Well at least it is with respect to what I will call the ‘strong’ or carry currencies:

  1. GBP: It’s big, it’s European, the economy is improving, rates are likely to head higher etc etc. Number 1 with a bullet! Targeting a move to .75 against the EUR.
  2. NZD: With the highest rates amongst the major currencies and insatiable demand for NZ assets from the big Chinese cash cow, it’s hard to see this NZD rally halting anytime soon. Big level to watch- NZD/USD record highs at .8850.
  3. CAD: The market had been trying to sell the CAD but the fundamental story is still more promising than it’s big North American cousin, hence the position clearing that we’ve seen in recent weeks. USD/CAD needs to break below 1.0600 to generate fresh momentum and get the market thinking about CAD longs.
  4. AUD: The RBA put a spanner in the bulls machinery yesterday and I’d expect the Aussie to struggle against the above 3 currencies for the next few months.

So what about the new funding currencies, the big printers, USD, EUR and JPY?

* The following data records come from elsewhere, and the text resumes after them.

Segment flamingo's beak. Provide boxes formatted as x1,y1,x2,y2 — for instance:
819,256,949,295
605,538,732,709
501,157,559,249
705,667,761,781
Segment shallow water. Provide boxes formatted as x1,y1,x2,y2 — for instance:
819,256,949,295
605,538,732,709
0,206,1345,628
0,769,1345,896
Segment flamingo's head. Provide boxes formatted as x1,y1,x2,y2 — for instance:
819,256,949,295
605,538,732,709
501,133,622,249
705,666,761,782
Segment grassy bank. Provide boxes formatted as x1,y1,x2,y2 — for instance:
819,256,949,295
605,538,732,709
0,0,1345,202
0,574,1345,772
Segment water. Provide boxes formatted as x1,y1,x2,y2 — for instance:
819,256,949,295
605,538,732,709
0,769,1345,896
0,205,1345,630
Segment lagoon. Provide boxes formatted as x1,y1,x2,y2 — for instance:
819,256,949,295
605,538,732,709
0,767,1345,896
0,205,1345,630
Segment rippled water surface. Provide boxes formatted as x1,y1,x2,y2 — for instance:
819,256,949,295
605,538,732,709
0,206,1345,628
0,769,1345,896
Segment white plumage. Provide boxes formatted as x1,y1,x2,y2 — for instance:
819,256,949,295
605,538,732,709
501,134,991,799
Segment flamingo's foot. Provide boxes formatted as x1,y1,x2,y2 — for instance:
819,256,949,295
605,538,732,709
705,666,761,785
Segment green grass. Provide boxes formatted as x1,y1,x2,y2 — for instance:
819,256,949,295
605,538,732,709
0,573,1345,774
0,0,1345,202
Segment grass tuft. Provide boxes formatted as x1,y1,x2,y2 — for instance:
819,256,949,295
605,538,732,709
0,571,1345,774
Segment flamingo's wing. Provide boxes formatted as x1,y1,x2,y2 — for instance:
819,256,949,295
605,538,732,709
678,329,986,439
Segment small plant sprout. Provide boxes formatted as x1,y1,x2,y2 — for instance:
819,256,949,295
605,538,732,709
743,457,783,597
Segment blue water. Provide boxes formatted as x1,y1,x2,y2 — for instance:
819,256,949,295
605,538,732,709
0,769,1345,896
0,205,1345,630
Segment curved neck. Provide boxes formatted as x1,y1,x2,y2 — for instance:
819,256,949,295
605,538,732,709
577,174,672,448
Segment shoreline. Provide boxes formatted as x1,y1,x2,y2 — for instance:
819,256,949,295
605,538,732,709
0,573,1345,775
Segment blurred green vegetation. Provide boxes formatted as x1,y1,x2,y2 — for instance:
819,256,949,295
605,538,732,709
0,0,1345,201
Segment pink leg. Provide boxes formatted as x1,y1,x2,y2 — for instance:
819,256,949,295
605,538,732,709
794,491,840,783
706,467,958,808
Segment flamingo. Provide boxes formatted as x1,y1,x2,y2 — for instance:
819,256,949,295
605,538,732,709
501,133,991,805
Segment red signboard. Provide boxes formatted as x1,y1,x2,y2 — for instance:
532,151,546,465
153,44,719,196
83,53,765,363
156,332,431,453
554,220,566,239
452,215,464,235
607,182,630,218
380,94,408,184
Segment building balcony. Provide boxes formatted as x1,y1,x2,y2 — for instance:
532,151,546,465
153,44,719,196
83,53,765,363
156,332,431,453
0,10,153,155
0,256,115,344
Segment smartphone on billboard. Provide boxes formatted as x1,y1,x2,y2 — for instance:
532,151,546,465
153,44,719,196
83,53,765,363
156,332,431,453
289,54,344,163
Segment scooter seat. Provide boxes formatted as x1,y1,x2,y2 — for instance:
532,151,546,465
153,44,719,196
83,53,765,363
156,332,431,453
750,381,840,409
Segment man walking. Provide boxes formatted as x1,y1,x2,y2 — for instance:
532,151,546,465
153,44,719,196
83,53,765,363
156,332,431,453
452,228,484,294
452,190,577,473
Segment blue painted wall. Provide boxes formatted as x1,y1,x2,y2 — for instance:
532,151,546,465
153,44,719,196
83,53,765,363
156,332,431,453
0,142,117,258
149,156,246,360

  1. As the latest to the printer and still at quite overvalued levels on certain crosses, I’m of the view that the EUR will be the weakest amongst all major currencies in coming months. EUR/GBP is the obvious trade still, despite the fact that it’s come so far already.
  2. The JPY still looks weaker than the USD so I’ll put that in second last place.
  3. The Fed has commenced with it’s long overdue tapering and whilst it will be years before we see any sort of ‘normality’. the USD should out-perform the other two printers over coming months.

Conclusions: Sell EUR/GBP rallies on all time-frames; range-trade AUD/USD with a very mild bullish bias; and wait for the dip-buying opportunities in the ‘strong’ and rally selling opportunities in the ‘printers’.